Photo: Dave and Les Jacobs/Blend Images/Getty Images

A few months ago, heeding the advice of several of our married friends, my fiancé and I signed on to do a few sessions of premarital counseling with our wedding officiant. A lot of it ended up covering things we’d already talked about between the two of us, which meant that one of the biggest things we both ended up getting out of the experience was a smug we got this sense of preparedness.

That’s not to say I’m not glad we did it. I really am — if I’m being truthful, smugness is one of my favorite things to feel, even if it’s not exactly a useful takeaway. And we got one of those, too, in the form of a piece of advice that’s already proven its usefulness multiple times over: “Always be on the same side of the problem.”

Initially, I was fairly skeptical at these particular words of wisdom. Always is a strong word, and asking for universal agreement from any two people, for life, seemed more than a little fanciful. But being on the same side of the problem didn’t have to mean seeing eye to eye, our officiant explained; it just meant identifying something as a shared goal within a disagreement.

It’s probably fair to assume that this only works if the relationship in question is a solid one — if you know and trust the other person well enough to assume by default that you do, in fact, have that point of commonality. But if you’re there, then no matter how gridlocked the conflict seems, no matter how at odds your viewpoints appear to be, there’s always, somewhere deep down, some mutual desire. At the very least, that desire is to stop arguing and resolve things — if you both want that, then hey, you’re both on the same side of the problem. And voilà, you’re now starting from a place of agreement.

I’ve been thinking about this advice lot, especially over the past couple weeks, as a perfect storm of stressful life events has left me snippier than usual with the people closest to me. Ordinarily, I like to consider myself pretty hard to ruffle; wrap me up in a few layers of stress, though, and I can find an opportunity to bicker in even the most innocent of exchanges. When all you have is a surplus of angst, everything looks like a fight.

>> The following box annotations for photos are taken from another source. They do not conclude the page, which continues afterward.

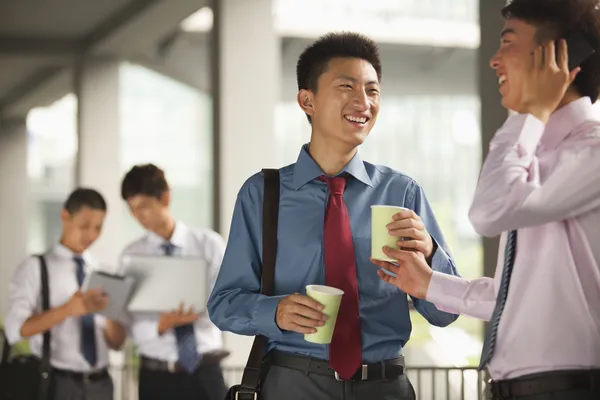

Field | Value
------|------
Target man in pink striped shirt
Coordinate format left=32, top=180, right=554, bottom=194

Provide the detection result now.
left=374, top=0, right=600, bottom=400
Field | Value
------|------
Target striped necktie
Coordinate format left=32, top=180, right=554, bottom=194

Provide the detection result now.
left=479, top=230, right=517, bottom=370
left=73, top=256, right=98, bottom=367
left=162, top=242, right=202, bottom=374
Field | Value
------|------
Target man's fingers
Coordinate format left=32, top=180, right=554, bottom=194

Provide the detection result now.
left=386, top=214, right=425, bottom=230
left=371, top=259, right=399, bottom=274
left=288, top=303, right=329, bottom=321
left=551, top=39, right=569, bottom=71
left=398, top=240, right=425, bottom=253
left=569, top=67, right=581, bottom=84
left=544, top=40, right=566, bottom=71
left=533, top=46, right=544, bottom=70
left=181, top=314, right=200, bottom=323
left=284, top=322, right=317, bottom=334
left=290, top=293, right=323, bottom=311
left=377, top=270, right=398, bottom=286
left=383, top=247, right=420, bottom=262
left=392, top=210, right=421, bottom=221
left=388, top=228, right=425, bottom=239
left=290, top=314, right=325, bottom=328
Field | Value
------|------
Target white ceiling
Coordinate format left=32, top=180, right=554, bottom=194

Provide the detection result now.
left=0, top=0, right=207, bottom=118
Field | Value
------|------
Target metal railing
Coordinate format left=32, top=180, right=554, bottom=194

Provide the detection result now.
left=111, top=365, right=485, bottom=400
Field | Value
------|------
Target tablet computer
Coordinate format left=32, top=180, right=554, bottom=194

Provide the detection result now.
left=81, top=270, right=134, bottom=321
left=121, top=255, right=210, bottom=313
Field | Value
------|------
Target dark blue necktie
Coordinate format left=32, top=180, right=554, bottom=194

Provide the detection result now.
left=479, top=230, right=517, bottom=370
left=162, top=243, right=202, bottom=374
left=74, top=256, right=98, bottom=367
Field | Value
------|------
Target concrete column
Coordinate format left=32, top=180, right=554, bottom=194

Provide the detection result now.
left=75, top=61, right=126, bottom=266
left=212, top=0, right=281, bottom=366
left=478, top=0, right=508, bottom=277
left=0, top=118, right=29, bottom=319
left=215, top=0, right=281, bottom=235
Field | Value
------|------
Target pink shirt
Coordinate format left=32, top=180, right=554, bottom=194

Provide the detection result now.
left=427, top=97, right=600, bottom=380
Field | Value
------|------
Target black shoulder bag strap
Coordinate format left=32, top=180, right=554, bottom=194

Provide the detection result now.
left=236, top=169, right=280, bottom=400
left=37, top=255, right=52, bottom=400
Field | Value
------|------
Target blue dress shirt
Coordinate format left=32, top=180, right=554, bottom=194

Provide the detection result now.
left=208, top=145, right=458, bottom=362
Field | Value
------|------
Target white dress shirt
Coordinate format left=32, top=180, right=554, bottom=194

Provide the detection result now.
left=123, top=222, right=225, bottom=362
left=427, top=97, right=600, bottom=380
left=4, top=244, right=108, bottom=372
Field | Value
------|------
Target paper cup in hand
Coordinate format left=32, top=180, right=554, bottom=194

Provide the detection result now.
left=371, top=205, right=407, bottom=262
left=304, top=285, right=344, bottom=344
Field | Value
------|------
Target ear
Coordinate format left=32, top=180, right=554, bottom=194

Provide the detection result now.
left=297, top=89, right=315, bottom=117
left=160, top=191, right=171, bottom=207
left=60, top=208, right=71, bottom=224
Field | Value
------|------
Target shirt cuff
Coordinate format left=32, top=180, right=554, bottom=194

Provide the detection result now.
left=4, top=317, right=27, bottom=346
left=428, top=237, right=450, bottom=272
left=254, top=296, right=286, bottom=340
left=425, top=271, right=469, bottom=314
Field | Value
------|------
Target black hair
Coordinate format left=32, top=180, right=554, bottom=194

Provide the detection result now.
left=121, top=164, right=169, bottom=200
left=63, top=188, right=106, bottom=215
left=296, top=32, right=381, bottom=122
left=502, top=0, right=600, bottom=103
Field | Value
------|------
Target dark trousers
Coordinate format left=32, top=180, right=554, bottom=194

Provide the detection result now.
left=488, top=370, right=600, bottom=400
left=50, top=375, right=114, bottom=400
left=139, top=364, right=227, bottom=400
left=260, top=365, right=416, bottom=400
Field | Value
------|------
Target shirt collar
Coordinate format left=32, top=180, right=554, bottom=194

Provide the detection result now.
left=293, top=144, right=373, bottom=190
left=540, top=96, right=594, bottom=149
left=148, top=221, right=188, bottom=248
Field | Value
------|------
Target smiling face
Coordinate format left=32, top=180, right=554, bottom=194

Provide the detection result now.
left=61, top=206, right=106, bottom=254
left=490, top=18, right=539, bottom=111
left=298, top=57, right=380, bottom=152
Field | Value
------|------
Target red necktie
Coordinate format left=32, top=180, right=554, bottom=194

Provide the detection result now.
left=321, top=177, right=362, bottom=379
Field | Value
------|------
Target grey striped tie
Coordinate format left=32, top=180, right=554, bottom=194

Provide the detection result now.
left=479, top=230, right=517, bottom=371
left=162, top=242, right=202, bottom=374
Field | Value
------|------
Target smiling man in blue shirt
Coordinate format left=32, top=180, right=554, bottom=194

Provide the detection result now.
left=208, top=33, right=457, bottom=400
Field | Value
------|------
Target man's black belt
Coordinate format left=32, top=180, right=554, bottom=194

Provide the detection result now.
left=491, top=370, right=600, bottom=400
left=140, top=350, right=229, bottom=373
left=52, top=368, right=110, bottom=383
left=266, top=350, right=404, bottom=381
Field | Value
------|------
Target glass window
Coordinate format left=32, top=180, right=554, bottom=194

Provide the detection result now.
left=27, top=94, right=77, bottom=253
left=120, top=64, right=213, bottom=237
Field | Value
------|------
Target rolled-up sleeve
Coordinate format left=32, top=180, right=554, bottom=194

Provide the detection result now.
left=208, top=174, right=283, bottom=340
left=408, top=183, right=459, bottom=326
left=4, top=258, right=41, bottom=345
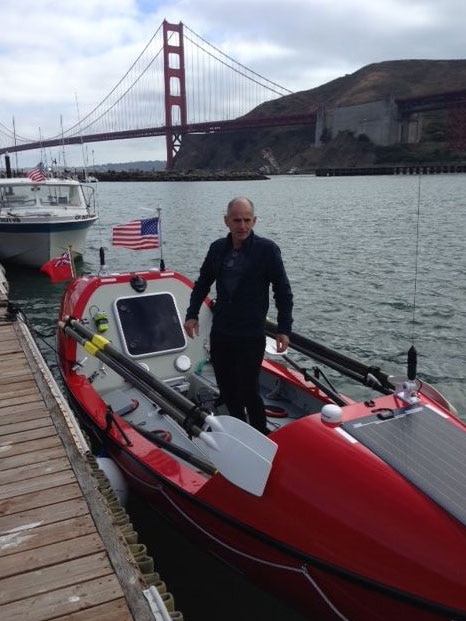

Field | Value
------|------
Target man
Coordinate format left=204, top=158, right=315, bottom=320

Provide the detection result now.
left=184, top=197, right=293, bottom=434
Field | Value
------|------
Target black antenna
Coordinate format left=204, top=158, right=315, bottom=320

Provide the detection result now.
left=407, top=172, right=422, bottom=381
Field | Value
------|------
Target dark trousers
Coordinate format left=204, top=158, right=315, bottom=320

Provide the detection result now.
left=210, top=332, right=267, bottom=433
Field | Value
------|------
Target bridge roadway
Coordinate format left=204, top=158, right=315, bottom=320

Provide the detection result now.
left=0, top=112, right=316, bottom=155
left=0, top=274, right=183, bottom=621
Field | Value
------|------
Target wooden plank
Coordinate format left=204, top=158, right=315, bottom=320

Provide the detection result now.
left=0, top=575, right=127, bottom=621
left=0, top=531, right=107, bottom=580
left=0, top=423, right=55, bottom=450
left=53, top=599, right=134, bottom=621
left=0, top=482, right=88, bottom=520
left=0, top=551, right=114, bottom=606
left=0, top=514, right=104, bottom=578
left=0, top=314, right=157, bottom=621
left=0, top=435, right=63, bottom=460
left=0, top=440, right=64, bottom=471
left=0, top=401, right=50, bottom=426
left=0, top=453, right=70, bottom=485
left=0, top=416, right=54, bottom=436
left=1, top=392, right=43, bottom=409
left=0, top=465, right=75, bottom=500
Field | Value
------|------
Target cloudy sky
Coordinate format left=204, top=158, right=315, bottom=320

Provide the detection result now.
left=0, top=0, right=466, bottom=166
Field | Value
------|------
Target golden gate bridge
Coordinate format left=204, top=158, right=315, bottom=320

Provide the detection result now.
left=0, top=21, right=315, bottom=170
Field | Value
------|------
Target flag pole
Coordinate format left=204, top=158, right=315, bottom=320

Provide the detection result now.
left=157, top=207, right=165, bottom=272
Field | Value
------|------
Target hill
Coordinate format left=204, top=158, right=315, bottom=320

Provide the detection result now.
left=172, top=60, right=466, bottom=172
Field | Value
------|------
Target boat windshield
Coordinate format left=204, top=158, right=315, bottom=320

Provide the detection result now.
left=114, top=293, right=186, bottom=356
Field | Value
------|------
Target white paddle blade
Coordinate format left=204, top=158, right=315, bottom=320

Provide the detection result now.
left=193, top=431, right=275, bottom=496
left=205, top=414, right=277, bottom=461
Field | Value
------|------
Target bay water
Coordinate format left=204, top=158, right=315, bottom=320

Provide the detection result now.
left=7, top=174, right=466, bottom=621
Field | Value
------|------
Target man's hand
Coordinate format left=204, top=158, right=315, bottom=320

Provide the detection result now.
left=276, top=334, right=290, bottom=354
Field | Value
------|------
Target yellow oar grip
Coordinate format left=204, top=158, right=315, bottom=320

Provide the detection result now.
left=83, top=341, right=99, bottom=356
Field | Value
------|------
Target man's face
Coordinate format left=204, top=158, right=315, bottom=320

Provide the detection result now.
left=225, top=201, right=256, bottom=246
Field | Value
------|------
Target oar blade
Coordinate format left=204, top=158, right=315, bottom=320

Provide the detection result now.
left=193, top=431, right=277, bottom=496
left=205, top=414, right=277, bottom=461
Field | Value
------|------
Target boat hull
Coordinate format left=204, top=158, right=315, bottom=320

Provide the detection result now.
left=58, top=272, right=466, bottom=621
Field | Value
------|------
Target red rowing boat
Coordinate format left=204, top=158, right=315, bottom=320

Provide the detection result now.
left=58, top=253, right=466, bottom=621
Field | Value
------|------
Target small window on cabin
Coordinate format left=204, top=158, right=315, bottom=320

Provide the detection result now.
left=115, top=293, right=186, bottom=356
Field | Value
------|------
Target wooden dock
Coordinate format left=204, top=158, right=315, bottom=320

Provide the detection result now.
left=0, top=266, right=182, bottom=621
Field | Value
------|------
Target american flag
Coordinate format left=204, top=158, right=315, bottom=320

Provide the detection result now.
left=112, top=218, right=159, bottom=250
left=28, top=162, right=47, bottom=181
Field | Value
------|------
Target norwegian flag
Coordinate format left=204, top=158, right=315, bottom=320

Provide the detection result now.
left=40, top=250, right=75, bottom=283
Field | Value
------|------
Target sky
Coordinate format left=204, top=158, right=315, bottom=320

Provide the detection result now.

Which means that these days, I often find myself reaching for it like a mantra: same side of the problem. And more than let it go or this isn’t a big deal or any of those other keep-the-peace platitudes, this one really works — not just in my relationship with my fiancé, but with family members, friends, really anyone I feel close enough to lash out at. It soothes me when I feel some unearned irritation threatening to bubble over; it helps me stop myself from turning silly proto-fights into silly real ones. It reminds me that I’m reflexively pushing back against a conflict that doesn’t loom as large as I think it does, because, well, big picture, we want the same things out of this moment. With that framing, the details start to matter less. It’s one less thing to stress about.